You probably wouldn't guess from the first maybe two-thirds of the story what the last would be like. It gets off to a slow start despite Amar's fast-lane courtship efforts. And might I say, he pisses me off. No way will I root for a suitor who won't take no for an answer, especially when all he knows about her is her appearance (don't expect me to believe in love at first sight); only near the end does Meghna tell him even her name. Rarely does she give the slightest hint of opening her heart to him. It gets arguably worse after he agrees to marry another woman but wants to run off with Meghna. So imagine my relief when he learns the hard way how much trouble Meghna is.

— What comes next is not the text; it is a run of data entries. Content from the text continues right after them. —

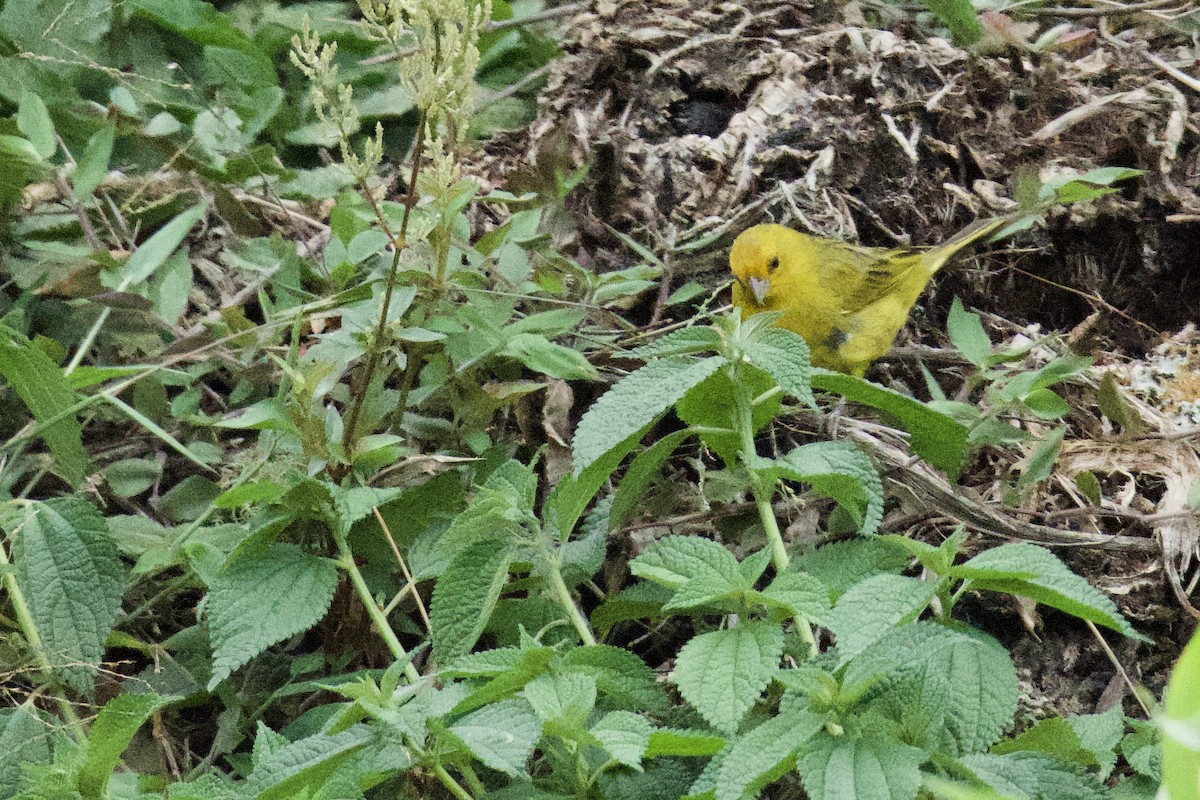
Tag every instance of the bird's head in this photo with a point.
(754, 259)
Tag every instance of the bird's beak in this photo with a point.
(759, 289)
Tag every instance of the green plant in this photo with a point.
(281, 524)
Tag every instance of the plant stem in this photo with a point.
(29, 627)
(563, 595)
(373, 611)
(399, 241)
(757, 486)
(450, 783)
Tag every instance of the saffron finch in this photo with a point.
(849, 302)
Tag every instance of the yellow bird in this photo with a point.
(849, 302)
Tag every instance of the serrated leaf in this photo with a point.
(677, 741)
(625, 735)
(263, 597)
(111, 734)
(544, 356)
(965, 681)
(937, 438)
(960, 17)
(34, 120)
(155, 251)
(292, 769)
(636, 401)
(72, 578)
(966, 334)
(700, 338)
(675, 561)
(785, 355)
(497, 511)
(1033, 776)
(876, 606)
(1051, 737)
(801, 594)
(622, 678)
(765, 753)
(94, 162)
(1032, 571)
(25, 740)
(643, 469)
(711, 408)
(501, 735)
(840, 565)
(1181, 757)
(567, 698)
(40, 384)
(834, 469)
(723, 673)
(849, 768)
(465, 596)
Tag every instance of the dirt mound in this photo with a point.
(696, 115)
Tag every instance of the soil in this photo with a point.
(696, 119)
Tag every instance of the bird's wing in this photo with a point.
(865, 275)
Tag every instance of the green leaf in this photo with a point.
(960, 17)
(155, 251)
(563, 698)
(673, 741)
(847, 768)
(1181, 732)
(785, 355)
(966, 334)
(1047, 404)
(1039, 464)
(72, 578)
(625, 735)
(295, 769)
(502, 735)
(41, 385)
(711, 407)
(111, 734)
(636, 401)
(498, 511)
(466, 595)
(94, 162)
(937, 438)
(834, 469)
(700, 338)
(25, 739)
(1033, 776)
(723, 673)
(1032, 571)
(840, 565)
(622, 678)
(801, 594)
(643, 469)
(1087, 740)
(131, 476)
(876, 606)
(34, 120)
(1101, 735)
(960, 681)
(541, 355)
(263, 597)
(676, 561)
(765, 755)
(1114, 405)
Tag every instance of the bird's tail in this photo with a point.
(939, 256)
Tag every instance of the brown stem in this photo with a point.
(375, 350)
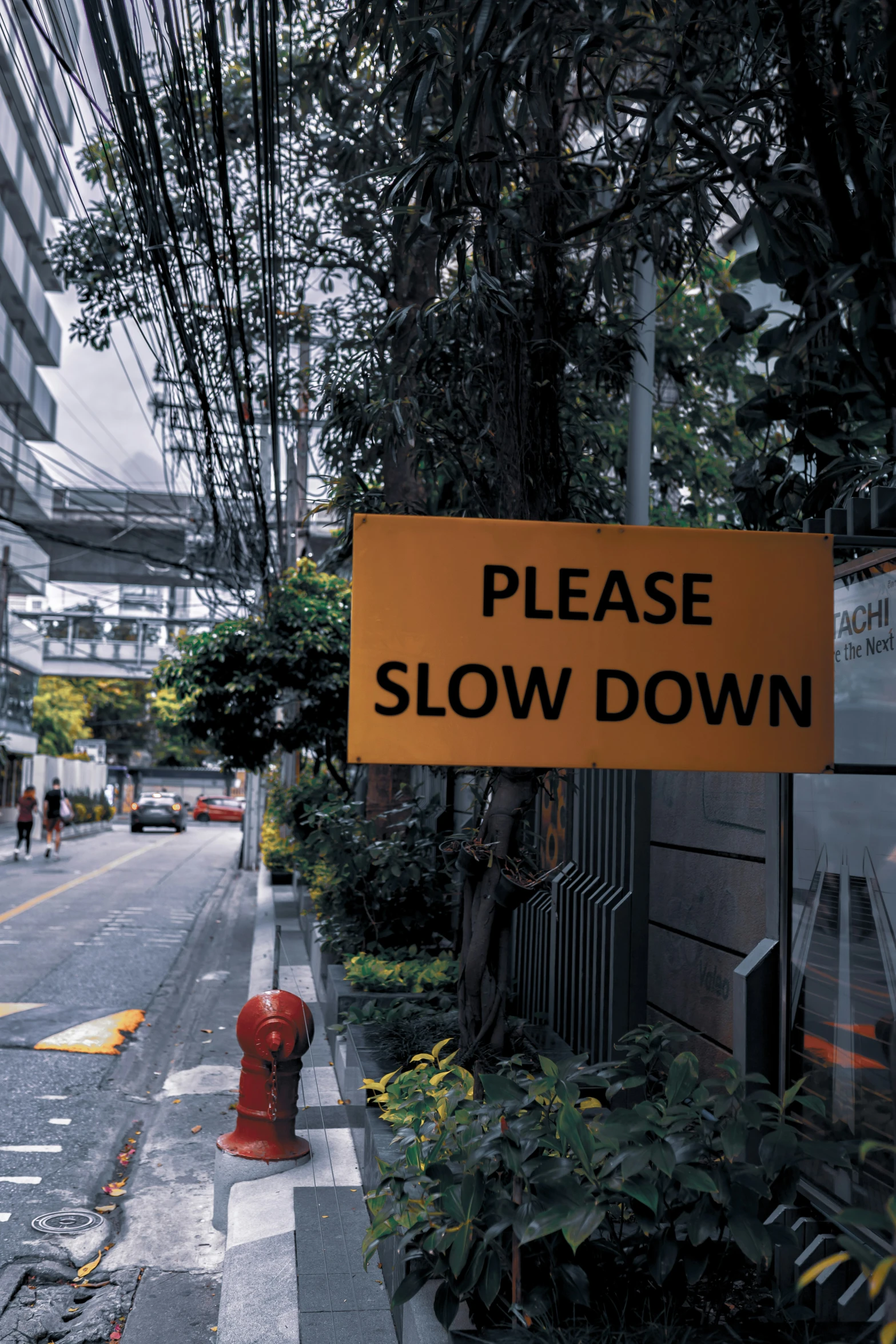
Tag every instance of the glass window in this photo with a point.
(844, 964)
(843, 992)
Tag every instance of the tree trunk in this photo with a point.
(485, 948)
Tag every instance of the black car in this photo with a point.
(159, 809)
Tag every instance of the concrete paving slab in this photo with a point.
(174, 1306)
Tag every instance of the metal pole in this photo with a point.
(5, 646)
(641, 393)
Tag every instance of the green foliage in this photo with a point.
(375, 892)
(59, 715)
(436, 1086)
(403, 1028)
(89, 807)
(273, 681)
(414, 975)
(125, 714)
(655, 1195)
(278, 851)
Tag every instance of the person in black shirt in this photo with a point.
(53, 817)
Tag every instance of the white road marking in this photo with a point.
(30, 1148)
(202, 1080)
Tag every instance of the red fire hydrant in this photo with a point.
(274, 1031)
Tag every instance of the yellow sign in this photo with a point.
(567, 644)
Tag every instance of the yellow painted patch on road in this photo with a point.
(75, 882)
(100, 1037)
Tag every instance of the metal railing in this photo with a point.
(133, 642)
(579, 952)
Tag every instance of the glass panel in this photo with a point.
(844, 967)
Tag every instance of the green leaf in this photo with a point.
(445, 1306)
(500, 1089)
(410, 1287)
(579, 1225)
(746, 268)
(695, 1178)
(683, 1078)
(778, 1150)
(751, 1237)
(546, 1220)
(644, 1191)
(491, 1277)
(663, 1256)
(575, 1134)
(572, 1283)
(734, 1139)
(703, 1222)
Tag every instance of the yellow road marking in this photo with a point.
(75, 882)
(95, 1038)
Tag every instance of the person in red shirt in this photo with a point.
(25, 823)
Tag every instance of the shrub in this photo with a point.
(376, 892)
(90, 807)
(364, 971)
(517, 1202)
(405, 1027)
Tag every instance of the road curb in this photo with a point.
(261, 976)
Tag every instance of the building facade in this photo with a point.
(37, 120)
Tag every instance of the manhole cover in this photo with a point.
(69, 1220)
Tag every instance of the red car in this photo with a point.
(220, 809)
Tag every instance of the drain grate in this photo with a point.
(67, 1220)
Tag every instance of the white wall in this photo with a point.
(77, 776)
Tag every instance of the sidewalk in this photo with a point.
(293, 1262)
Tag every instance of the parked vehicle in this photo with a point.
(220, 809)
(159, 809)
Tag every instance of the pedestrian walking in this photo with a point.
(29, 805)
(57, 809)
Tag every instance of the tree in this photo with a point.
(477, 329)
(551, 152)
(280, 679)
(818, 189)
(59, 717)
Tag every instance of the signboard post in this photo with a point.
(567, 644)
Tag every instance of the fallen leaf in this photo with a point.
(90, 1268)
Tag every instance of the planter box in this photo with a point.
(356, 1058)
(85, 828)
(341, 996)
(416, 1322)
(321, 960)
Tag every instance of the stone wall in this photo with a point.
(710, 898)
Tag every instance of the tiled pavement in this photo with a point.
(297, 1235)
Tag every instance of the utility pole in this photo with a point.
(5, 635)
(641, 393)
(297, 463)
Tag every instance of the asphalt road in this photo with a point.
(153, 925)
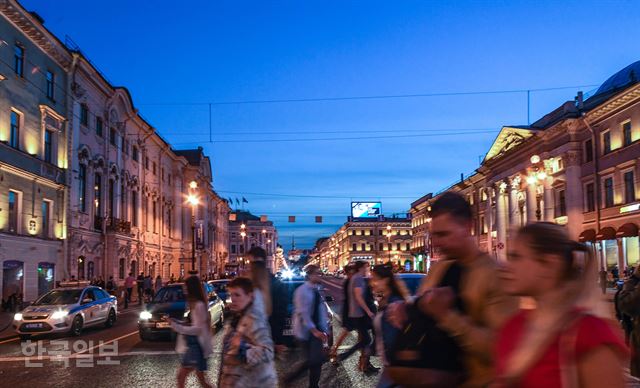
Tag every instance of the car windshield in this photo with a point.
(59, 297)
(412, 283)
(169, 294)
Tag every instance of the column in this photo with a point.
(549, 201)
(502, 220)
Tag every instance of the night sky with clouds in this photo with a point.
(176, 57)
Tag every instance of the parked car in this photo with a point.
(170, 302)
(291, 285)
(68, 308)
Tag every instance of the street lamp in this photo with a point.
(192, 199)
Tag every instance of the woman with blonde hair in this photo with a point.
(566, 340)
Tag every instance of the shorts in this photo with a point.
(193, 357)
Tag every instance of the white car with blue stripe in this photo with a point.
(69, 308)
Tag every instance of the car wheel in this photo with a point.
(111, 319)
(76, 326)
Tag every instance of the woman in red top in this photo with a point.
(563, 342)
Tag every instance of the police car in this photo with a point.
(69, 308)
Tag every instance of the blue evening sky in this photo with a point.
(168, 53)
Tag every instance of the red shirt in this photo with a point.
(592, 333)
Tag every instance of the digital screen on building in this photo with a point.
(366, 209)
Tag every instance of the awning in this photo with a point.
(588, 235)
(627, 230)
(607, 233)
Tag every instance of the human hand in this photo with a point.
(437, 302)
(397, 314)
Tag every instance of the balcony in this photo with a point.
(30, 164)
(116, 225)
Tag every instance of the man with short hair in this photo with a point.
(310, 327)
(462, 294)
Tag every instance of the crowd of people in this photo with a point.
(536, 320)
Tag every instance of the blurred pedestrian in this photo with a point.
(247, 359)
(564, 341)
(449, 331)
(628, 304)
(194, 342)
(310, 327)
(391, 289)
(271, 291)
(347, 325)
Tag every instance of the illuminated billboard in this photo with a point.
(366, 209)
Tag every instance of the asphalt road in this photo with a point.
(117, 357)
(138, 363)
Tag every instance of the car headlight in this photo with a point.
(59, 314)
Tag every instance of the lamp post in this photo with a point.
(192, 198)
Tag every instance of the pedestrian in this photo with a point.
(195, 342)
(565, 340)
(450, 328)
(140, 287)
(602, 279)
(247, 350)
(310, 327)
(628, 302)
(271, 291)
(347, 325)
(361, 314)
(158, 284)
(128, 285)
(391, 289)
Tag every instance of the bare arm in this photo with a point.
(601, 368)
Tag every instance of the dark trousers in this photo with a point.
(314, 358)
(362, 325)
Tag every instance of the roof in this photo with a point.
(193, 156)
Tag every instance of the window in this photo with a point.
(113, 137)
(46, 207)
(626, 133)
(84, 115)
(50, 84)
(588, 151)
(18, 63)
(112, 198)
(629, 187)
(48, 136)
(97, 194)
(13, 211)
(562, 204)
(606, 142)
(14, 136)
(134, 208)
(99, 126)
(82, 187)
(590, 197)
(608, 192)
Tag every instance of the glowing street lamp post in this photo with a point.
(192, 198)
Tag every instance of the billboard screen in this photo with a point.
(366, 209)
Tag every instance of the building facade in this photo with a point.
(33, 154)
(247, 231)
(576, 166)
(376, 240)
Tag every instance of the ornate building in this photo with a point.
(33, 154)
(576, 166)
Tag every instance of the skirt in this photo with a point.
(193, 357)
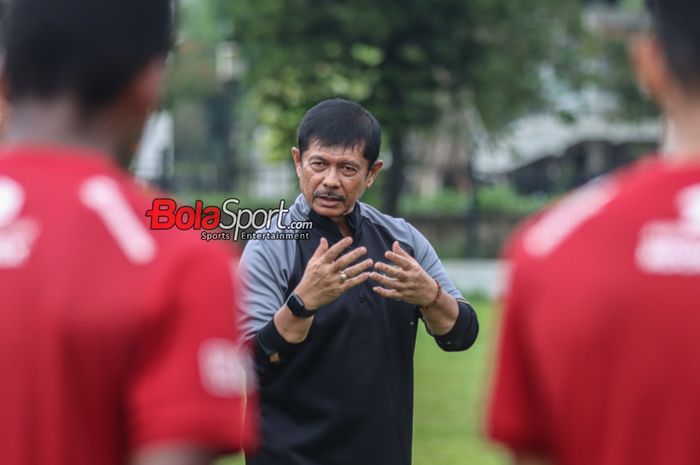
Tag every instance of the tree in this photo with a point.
(395, 57)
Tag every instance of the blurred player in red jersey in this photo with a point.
(118, 345)
(600, 357)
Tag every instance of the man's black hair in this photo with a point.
(677, 25)
(341, 123)
(92, 49)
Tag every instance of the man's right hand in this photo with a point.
(323, 282)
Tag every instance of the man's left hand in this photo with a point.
(406, 280)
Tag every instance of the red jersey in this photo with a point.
(600, 354)
(112, 337)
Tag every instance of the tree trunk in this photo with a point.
(395, 177)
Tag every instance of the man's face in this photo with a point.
(332, 179)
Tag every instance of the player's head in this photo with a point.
(668, 61)
(103, 55)
(340, 123)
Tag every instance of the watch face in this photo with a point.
(296, 304)
(297, 307)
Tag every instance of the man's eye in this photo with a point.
(348, 170)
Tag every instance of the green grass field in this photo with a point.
(450, 400)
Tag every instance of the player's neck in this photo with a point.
(57, 122)
(682, 138)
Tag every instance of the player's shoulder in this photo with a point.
(592, 207)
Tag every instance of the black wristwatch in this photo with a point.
(297, 307)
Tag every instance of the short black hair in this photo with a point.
(92, 49)
(341, 123)
(677, 25)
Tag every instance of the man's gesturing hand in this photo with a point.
(322, 282)
(406, 281)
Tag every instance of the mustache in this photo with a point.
(329, 195)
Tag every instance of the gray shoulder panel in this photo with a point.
(265, 269)
(423, 251)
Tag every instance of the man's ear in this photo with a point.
(296, 156)
(374, 171)
(651, 68)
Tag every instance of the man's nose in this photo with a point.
(332, 179)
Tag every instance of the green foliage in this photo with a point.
(394, 56)
(502, 198)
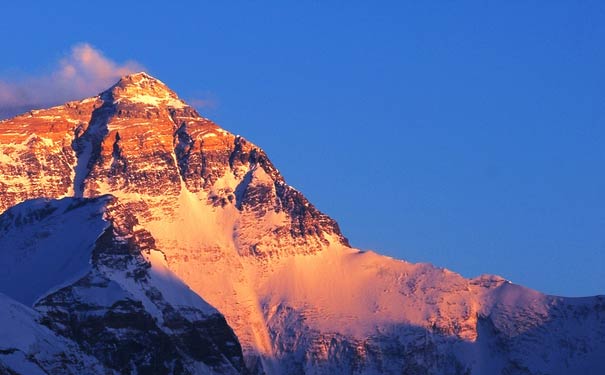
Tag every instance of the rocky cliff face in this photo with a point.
(108, 300)
(299, 299)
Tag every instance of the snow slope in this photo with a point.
(104, 290)
(201, 212)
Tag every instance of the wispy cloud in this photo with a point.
(84, 72)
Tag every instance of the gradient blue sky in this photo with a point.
(465, 134)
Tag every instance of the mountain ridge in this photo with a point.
(299, 298)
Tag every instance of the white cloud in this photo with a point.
(84, 72)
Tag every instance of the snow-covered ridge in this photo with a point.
(210, 216)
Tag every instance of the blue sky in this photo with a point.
(465, 134)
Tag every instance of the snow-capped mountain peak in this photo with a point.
(200, 214)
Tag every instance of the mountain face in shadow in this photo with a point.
(170, 245)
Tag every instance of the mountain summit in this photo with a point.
(193, 201)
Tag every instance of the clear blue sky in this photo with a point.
(466, 134)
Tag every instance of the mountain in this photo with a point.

I'm afraid I don't know enough about the history of India to appreciate this film in full. I knew that India gained its independence relatively recently, observing a 50th anniversary herein, but I didn't know about the tribal massacres in some areas decades later. Many in poor Assam, unsatisfied with the government's (in)action, sought further independence by any means they deemed necessary.
Meghna eventually details some of the horrors she witnessed and experienced in childhood to explain why she would join a terror cell. I agree with Amar that it's no excuse for killing innocents in the present, nor could there be any such excuse. Ethics aside, what good could it accomplish? What country ever successfully began with random bombers? Yet Meghna insists that she has No Choice, undoubtedly thanks to indoctrination.
I appreciate when the plot finally thickens, as with Amar drawing the suspicion of India's equivalent of the FBI. (Indian authorities do get nasty, according to Bollywood.) In the last act, whereupon my "action" tag kicks in, he has to show more badassery than a radio personality, even an interviewer of terrorists, is likely to have cultivated. It still doesn't end well -- which may, ironically, be just as well from an artistic standpoint.
While consistently serious enough, it can make for an unusual mix of genre elements and moods, so I might recommend DS for something off the beaten path. I just wish it had more substance to justify 163 minutes.